A survey is now underway in Concord, to determine how far an infestation of invasive beetles has spread. The Emerald Ash Borer has been detected in trees up and down the Merrimack River in Concord. But so far the survey has not found any of the pests outside of a six-mile radius of the city.
There are 25 million ash trees in New Hampshire, found mostly in western and Northern counties. They make up about 6 percent of the state’s forests. But so far, the beetle that has decimated forests in the Midwest, has only been discovered in and around Concord
The city has been divided into quarter mile squares. In each square, surveyors try to find two ash trees within a quarter mile radius. On a plot out on the heights, just past the Steeplegate Mall, Adam Taschereau and Randy Marcotte with the Division of Forested Lands searched for trees to survey.
“That’s white oak, that’s white oak, and that’s not Ash,” says Taschereau, surveying the trees.

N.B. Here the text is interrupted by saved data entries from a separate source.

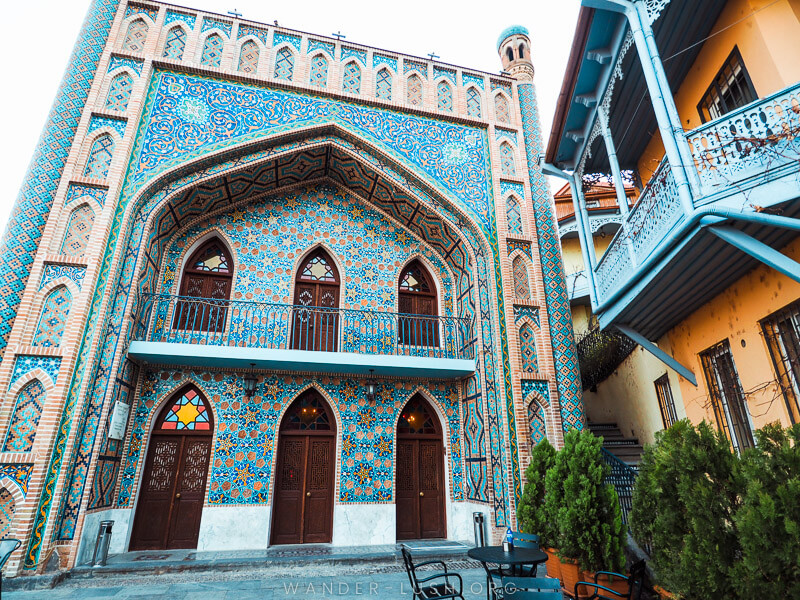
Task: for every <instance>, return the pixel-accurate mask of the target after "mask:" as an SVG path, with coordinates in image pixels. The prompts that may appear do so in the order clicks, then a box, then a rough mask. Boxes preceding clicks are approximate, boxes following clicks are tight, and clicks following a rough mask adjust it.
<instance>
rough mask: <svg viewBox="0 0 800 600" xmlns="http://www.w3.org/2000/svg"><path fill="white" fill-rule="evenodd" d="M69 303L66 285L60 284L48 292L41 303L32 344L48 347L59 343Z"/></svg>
mask: <svg viewBox="0 0 800 600" xmlns="http://www.w3.org/2000/svg"><path fill="white" fill-rule="evenodd" d="M71 303H72V294H70V293H69V290H68V289H67V288H66V286H63V285H60V286H58V287H57V288H55V289H54V290H53V291H52V292H50V294H49V295H48V296H47V298H45V301H44V304H43V305H42V316H41V317H40V318H39V325H38V326H37V327H36V333H34V335H33V343H32V345H33V346H39V347H42V348H49V347H51V346H58V345H59V344H60V343H61V336H62V335H63V334H64V327H65V326H66V324H67V317H68V316H69V308H70V304H71Z"/></svg>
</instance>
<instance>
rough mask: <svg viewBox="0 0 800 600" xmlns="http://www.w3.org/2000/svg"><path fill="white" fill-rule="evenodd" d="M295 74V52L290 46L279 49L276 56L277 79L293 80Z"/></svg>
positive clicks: (289, 80)
mask: <svg viewBox="0 0 800 600" xmlns="http://www.w3.org/2000/svg"><path fill="white" fill-rule="evenodd" d="M293 74H294V54H292V51H291V50H289V48H288V47H286V46H284V47H283V48H281V49H280V50H278V54H277V56H276V57H275V79H285V80H286V81H291V80H292V75H293Z"/></svg>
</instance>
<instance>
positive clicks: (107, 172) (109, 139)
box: [83, 133, 114, 179]
mask: <svg viewBox="0 0 800 600" xmlns="http://www.w3.org/2000/svg"><path fill="white" fill-rule="evenodd" d="M113 157H114V140H113V139H112V138H111V136H110V135H109V134H107V133H106V134H103V135H101V136H100V137H99V138H97V139H96V140H95V141H94V144H92V149H91V150H89V160H88V161H87V162H86V169H85V170H84V172H83V175H84V177H91V178H92V179H105V178H106V177H107V176H108V167H110V166H111V159H112V158H113Z"/></svg>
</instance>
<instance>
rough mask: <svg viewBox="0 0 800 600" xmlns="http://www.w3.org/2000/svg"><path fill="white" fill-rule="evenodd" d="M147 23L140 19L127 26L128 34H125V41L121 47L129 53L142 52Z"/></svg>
mask: <svg viewBox="0 0 800 600" xmlns="http://www.w3.org/2000/svg"><path fill="white" fill-rule="evenodd" d="M147 29H148V27H147V23H145V22H144V20H142V19H136V20H135V21H132V22H131V24H130V25H128V33H126V34H125V41H124V42H122V47H123V48H124V49H125V50H129V51H131V52H144V43H145V42H146V41H147Z"/></svg>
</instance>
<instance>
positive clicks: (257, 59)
mask: <svg viewBox="0 0 800 600" xmlns="http://www.w3.org/2000/svg"><path fill="white" fill-rule="evenodd" d="M260 53H261V51H260V50H259V48H258V44H256V43H255V42H254V41H253V40H247V41H246V42H245V43H244V44H242V50H241V52H240V53H239V70H240V71H242V72H243V73H255V72H256V71H257V70H258V57H259V55H260Z"/></svg>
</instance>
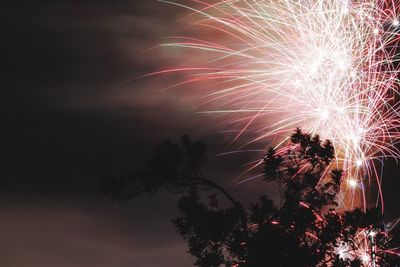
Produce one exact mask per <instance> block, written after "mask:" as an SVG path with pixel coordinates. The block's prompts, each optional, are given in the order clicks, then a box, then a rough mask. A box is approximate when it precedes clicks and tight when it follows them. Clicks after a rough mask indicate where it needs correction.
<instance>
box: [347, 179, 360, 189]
mask: <svg viewBox="0 0 400 267" xmlns="http://www.w3.org/2000/svg"><path fill="white" fill-rule="evenodd" d="M348 184H349V186H350V187H352V188H356V187H357V185H358V183H357V181H356V180H354V179H349V180H348Z"/></svg>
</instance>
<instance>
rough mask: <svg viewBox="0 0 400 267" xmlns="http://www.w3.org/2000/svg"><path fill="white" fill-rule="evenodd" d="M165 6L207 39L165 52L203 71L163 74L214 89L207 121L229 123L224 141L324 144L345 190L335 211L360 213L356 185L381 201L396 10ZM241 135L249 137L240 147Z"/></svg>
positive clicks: (211, 3)
mask: <svg viewBox="0 0 400 267" xmlns="http://www.w3.org/2000/svg"><path fill="white" fill-rule="evenodd" d="M188 1H190V0H188ZM168 3H170V4H174V5H178V6H181V7H184V8H187V9H189V10H190V11H192V12H193V14H191V15H190V16H192V18H191V19H192V21H194V23H193V24H194V28H193V29H201V28H203V29H206V30H208V31H210V36H207V37H206V38H203V39H202V40H200V39H199V38H194V37H177V38H176V42H171V43H168V44H165V46H174V47H184V48H188V49H193V51H194V53H196V52H198V53H199V55H203V57H204V65H202V66H197V68H193V67H190V68H182V69H178V70H166V71H164V72H171V71H189V72H191V73H192V77H191V78H190V79H189V80H188V81H187V82H197V81H200V82H205V81H207V82H209V81H214V87H213V89H212V92H211V93H208V94H207V97H208V101H207V103H211V104H215V106H216V107H217V108H216V109H214V110H209V111H207V112H210V113H227V114H230V116H233V118H234V119H233V120H232V121H230V122H229V123H230V124H231V125H235V126H236V127H238V128H237V129H236V130H237V134H236V136H235V138H234V140H233V141H234V142H238V141H239V140H242V142H241V144H242V145H243V146H242V148H243V147H244V146H245V145H248V144H250V143H254V142H257V141H264V142H265V140H266V139H267V140H278V141H277V143H276V145H277V146H281V145H282V144H283V143H284V141H285V140H283V139H284V137H287V136H288V135H289V133H291V132H292V131H293V129H294V128H295V127H300V128H302V129H303V130H304V131H305V132H309V133H311V134H319V135H320V136H321V138H322V139H329V140H331V141H332V143H333V145H334V146H335V148H336V158H337V160H336V162H335V165H336V167H340V168H342V169H343V170H344V171H345V177H344V178H343V179H345V181H347V182H345V183H343V186H342V202H341V205H342V206H343V207H344V208H346V209H348V208H352V207H356V206H361V205H364V207H365V206H366V200H365V199H366V197H365V192H364V190H365V188H366V187H365V185H366V184H367V183H369V182H370V181H371V179H375V180H376V181H377V183H376V184H377V185H378V189H379V191H380V172H379V170H378V166H376V163H377V162H380V159H381V158H383V157H388V156H391V157H395V158H398V157H399V156H400V153H399V150H398V149H397V148H396V146H395V145H396V144H397V143H398V140H399V137H400V135H399V113H398V112H399V105H398V102H397V101H396V98H397V95H398V85H399V83H398V74H399V68H398V67H397V66H398V64H397V61H398V51H397V44H398V42H399V31H398V27H400V26H399V20H398V8H399V7H398V4H396V2H395V1H394V0H358V1H356V0H354V1H352V0H331V1H326V0H300V1H294V0H222V1H220V2H213V3H210V2H204V1H200V0H191V1H190V4H189V3H188V4H187V5H183V4H179V3H175V2H168ZM192 26H193V25H192ZM196 27H200V28H196ZM211 32H212V34H211ZM204 51H205V52H206V53H204ZM188 65H190V64H188ZM249 132H256V133H257V134H256V136H252V138H251V139H249V138H247V136H248V135H247V133H249ZM245 136H246V137H245ZM243 140H244V141H243ZM379 166H380V164H379ZM363 192H364V193H363ZM381 204H382V206H383V201H382V202H381Z"/></svg>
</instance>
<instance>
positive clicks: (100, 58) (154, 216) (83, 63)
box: [0, 0, 400, 267]
mask: <svg viewBox="0 0 400 267" xmlns="http://www.w3.org/2000/svg"><path fill="white" fill-rule="evenodd" d="M181 12H182V11H180V10H179V9H177V8H173V7H171V6H168V5H165V4H162V3H158V2H155V1H151V0H130V1H128V0H124V1H123V0H120V1H117V0H115V1H106V0H80V1H61V0H51V1H45V0H39V1H26V2H25V1H15V2H12V3H11V2H10V3H8V4H5V5H4V4H3V5H2V7H1V16H0V17H1V40H2V41H1V42H0V46H1V55H2V57H1V64H2V65H3V68H2V69H3V70H2V71H1V75H2V79H1V81H2V83H1V85H2V89H1V94H2V97H1V98H0V99H1V100H0V101H1V105H0V109H1V110H0V119H1V120H0V122H1V124H2V126H1V131H0V137H1V138H0V140H1V146H0V151H1V159H0V162H1V164H0V166H1V179H0V210H1V212H0V231H1V233H0V259H1V262H2V264H1V265H2V266H10V267H13V266H19V267H25V266H26V267H28V266H29V267H46V266H60V267H63V266H74V267H77V266H96V267H105V266H113V267H123V266H173V267H181V266H182V267H183V266H191V263H192V260H191V259H190V257H189V256H188V255H187V254H186V244H185V242H184V241H182V240H181V238H180V236H178V235H177V234H176V233H175V230H174V227H173V225H172V223H171V222H170V220H171V219H173V218H174V216H175V199H174V198H173V197H171V196H170V195H168V194H167V193H163V192H161V193H159V194H157V195H155V196H154V197H142V198H140V199H137V200H136V201H132V202H126V203H116V204H112V203H111V201H110V200H109V199H107V198H105V197H104V196H103V195H102V194H101V193H100V192H99V191H98V188H97V180H98V179H99V177H100V176H101V175H102V174H103V173H104V172H105V171H106V170H110V171H111V172H114V173H124V172H125V171H128V170H129V169H133V168H135V167H138V166H140V164H141V163H142V162H143V161H144V158H146V156H147V155H148V154H149V151H150V150H151V148H152V147H153V146H154V145H155V144H157V143H158V142H160V141H161V140H163V139H165V138H177V137H179V136H180V135H182V134H184V133H189V134H191V135H193V136H195V137H197V138H201V139H203V140H204V141H206V142H207V143H208V145H209V147H210V152H209V158H210V159H211V160H210V167H209V169H208V173H209V174H211V176H215V177H218V179H219V180H220V181H222V183H224V184H226V185H228V187H231V189H233V190H234V191H240V192H241V193H240V195H241V196H245V195H250V193H251V192H253V191H254V190H255V188H254V186H253V187H252V185H251V184H250V185H243V186H241V187H240V189H239V190H238V188H237V187H235V186H232V184H233V183H232V182H231V181H232V177H233V173H237V171H238V167H237V166H240V165H241V164H242V163H245V162H246V160H243V159H242V158H228V159H227V158H221V157H215V156H214V155H215V154H217V153H219V152H223V151H224V147H225V145H226V144H227V142H226V140H225V139H224V138H222V137H221V136H220V135H218V134H216V132H217V130H218V129H217V128H216V127H214V126H213V123H212V122H210V121H209V120H208V118H206V117H204V116H201V115H197V114H194V113H195V110H196V109H195V106H196V105H197V104H198V103H197V102H196V100H195V97H194V96H193V93H192V92H190V88H187V92H182V91H180V92H177V91H174V90H171V91H168V92H166V91H165V90H164V88H165V84H169V83H171V79H172V80H173V79H175V78H177V77H169V78H165V77H154V78H152V79H137V77H139V76H140V75H143V74H147V73H150V72H152V71H156V70H158V69H160V68H162V67H164V66H172V65H174V64H175V63H177V62H176V58H175V56H176V55H166V54H163V53H161V52H159V50H157V49H155V50H154V49H153V50H149V49H151V48H153V47H155V46H157V44H158V43H159V42H161V41H162V40H163V38H166V37H168V36H172V35H173V34H174V29H175V26H176V25H177V23H179V22H177V19H178V18H179V17H180V15H181ZM166 79H168V80H166ZM204 125H206V127H204ZM392 165H393V166H392ZM392 165H391V166H390V167H389V168H388V169H387V170H386V173H388V175H387V176H390V177H389V178H388V179H385V184H384V185H385V196H386V203H387V208H388V211H389V213H390V214H400V209H399V207H398V206H397V203H398V197H397V194H396V192H397V188H398V186H399V184H400V182H399V181H398V180H397V179H398V178H399V177H398V175H397V166H395V164H392ZM222 166H225V168H223V167H222ZM226 166H230V167H229V170H230V171H229V172H228V171H224V169H227V168H226ZM232 166H235V167H234V168H232ZM386 181H387V182H386ZM256 187H257V188H258V189H259V188H260V187H259V186H256Z"/></svg>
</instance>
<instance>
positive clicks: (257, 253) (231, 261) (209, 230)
mask: <svg viewBox="0 0 400 267" xmlns="http://www.w3.org/2000/svg"><path fill="white" fill-rule="evenodd" d="M290 141H291V142H290V144H289V145H288V148H290V149H286V150H282V151H275V150H273V149H270V150H269V151H268V152H267V154H266V156H265V158H264V163H265V164H264V173H265V180H266V181H267V182H275V183H278V184H279V186H280V188H282V196H281V197H282V204H281V205H280V206H276V205H275V204H274V203H273V201H272V200H270V199H269V198H268V197H267V196H265V195H264V196H261V197H260V198H259V200H258V201H257V202H256V203H253V204H250V205H249V208H247V209H246V208H244V206H243V205H242V204H241V203H239V202H238V201H236V200H235V199H234V198H233V197H232V196H231V195H230V194H229V193H228V192H227V191H225V190H224V189H223V188H222V187H221V186H219V185H218V184H216V183H215V182H213V181H211V180H208V179H206V178H205V177H204V176H203V174H202V171H201V168H202V167H203V165H204V163H205V145H204V144H203V143H201V142H199V141H196V142H193V141H192V140H190V138H189V137H187V136H184V137H183V138H182V140H181V142H179V143H178V142H171V141H166V142H165V143H164V144H162V145H161V146H160V147H158V148H157V149H156V152H155V154H154V156H153V157H152V158H151V159H150V160H149V161H148V163H147V164H146V166H145V168H143V169H140V170H137V171H136V172H134V173H133V174H130V175H127V176H124V177H114V176H110V175H106V176H105V177H104V178H103V179H102V182H101V185H102V188H103V190H104V192H105V193H108V194H111V195H112V197H113V199H118V200H125V199H131V198H134V197H137V196H138V195H140V194H143V193H149V194H153V193H155V192H156V191H157V190H158V189H160V188H161V187H165V188H167V189H168V190H170V191H171V192H172V193H174V194H177V195H178V196H180V198H179V201H178V208H179V210H180V215H179V217H178V218H176V219H175V220H174V221H173V222H174V224H175V226H176V229H177V231H178V233H179V234H180V235H182V236H183V237H184V238H185V239H186V240H187V241H188V246H189V253H190V254H191V255H192V256H193V257H194V258H195V259H196V261H195V265H197V266H204V267H213V266H222V265H223V266H241V267H264V266H271V267H275V266H276V267H278V266H282V267H283V266H284V267H289V266H300V267H301V266H310V267H311V266H337V267H339V266H369V265H367V263H366V262H365V259H363V258H362V254H361V253H360V252H359V251H360V246H361V245H363V244H365V240H360V238H359V236H360V231H375V229H377V233H378V234H377V236H376V237H375V238H376V241H377V242H379V245H380V247H381V248H382V249H381V250H380V251H384V250H385V248H388V247H393V246H398V244H399V243H400V240H399V237H398V236H399V235H397V236H396V237H392V238H388V237H387V236H386V235H385V234H380V232H384V231H383V230H384V229H381V228H382V224H380V221H381V216H380V215H379V214H378V213H377V212H375V211H372V210H371V211H367V212H363V211H361V210H358V209H356V210H354V211H349V212H345V213H339V212H336V211H335V210H334V208H335V206H336V202H335V198H336V195H337V193H338V190H339V187H340V181H341V176H342V172H341V171H340V170H331V171H330V173H329V174H326V173H327V170H328V169H327V168H328V166H329V164H330V162H331V161H332V160H333V159H334V148H333V146H332V144H331V143H330V142H329V141H321V140H320V138H319V137H318V136H310V135H308V134H304V133H302V132H301V130H300V129H297V130H296V131H295V133H294V134H293V135H292V136H291V139H290ZM284 151H286V152H284ZM324 175H325V176H326V175H329V179H324V182H323V183H321V177H323V176H324ZM326 177H328V176H326ZM209 190H213V191H214V192H215V193H214V194H213V195H211V196H210V195H207V197H204V192H207V191H209ZM221 196H222V197H224V198H226V199H227V200H229V202H230V203H231V205H229V206H227V207H225V206H221V205H219V202H218V198H219V197H221ZM381 230H382V231H381ZM341 248H345V250H346V251H341ZM386 251H389V250H386ZM346 255H347V256H346ZM378 259H379V264H380V265H379V266H395V262H396V259H395V258H394V257H389V255H387V254H383V253H381V254H380V255H379V257H378ZM363 260H364V261H363Z"/></svg>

It’s not always easy to find Ash, as these surveyors will tell you. In Concord the trees tend to be clustered along the Merrimack, because “hey kind of want their feet a little wet” according to Marcotte.
There aren’t any in this plot, but when surveyors find trees, the next step is to take some branches. Sawyers take limbs from near the crown of the tree, since the Ash borer infests from the top and work their way down. The logs are brought to a warehouse where officials and volunteers peel back the bark.
“We’re stripping the bark off in layers and sections so that we don’t miss something like this. If we just peeled all the bark back we might miss some of the young galleries,” says Cheryl Smith from the UNH cooperative extension, who’s helping out today.
A gallery is the sinuous, winding path, eaten under the bark by the beetle larva. It looks a bit like a winding river as seen from a satellite.
Plenty of infested trees have been discovered. Kyle Lombard, of the division of Forested Lands, briefs Governor Hassan on where they are, during a visit to the Ash Borer survey headquarters. “So far with about half the
points completed, we have about a three mile stretch right along the river, that we have infested trees. So we can’t find anything out here, can’t find anything out here, but we have found stuff really tight to the river. Which is expected because that’s where all the ash is.”
For the better part of this month officials have been conducting this 3-mile radius survey around the first tree discovered. It should be finished by the end of this week, and that’s important because in May, the borer larva will emerge as beetles and take flight looking for new trees to infest. So if officials are going to slow the insect’s spread, they have to act fast.
Even as the survey around Concord is happening, land-owners are calling in to tell officials about suspect trees, besieged by woodpeckers.
Lombard heads out to Hopkinton to check on one. “It’s outside of the six mile radius, which makes us nervous so we’re going to cut it down just to see what it is,” he explains, “We’re hoping that it’s just native wood-borers, but if it isn’t then it’s a game-changer.” If it is Emerald Ash Borer, the survey will have to be reset, widening it’s scope.
Lombard and a colleague fell the tree quickly, and the second it’s down, Lombard is on it, peeling off the bark.
“That’s native,” he says eying a distinctly different boring pattern.
False alarm, on this tree. But the extent of the borer infestation is still to be determined.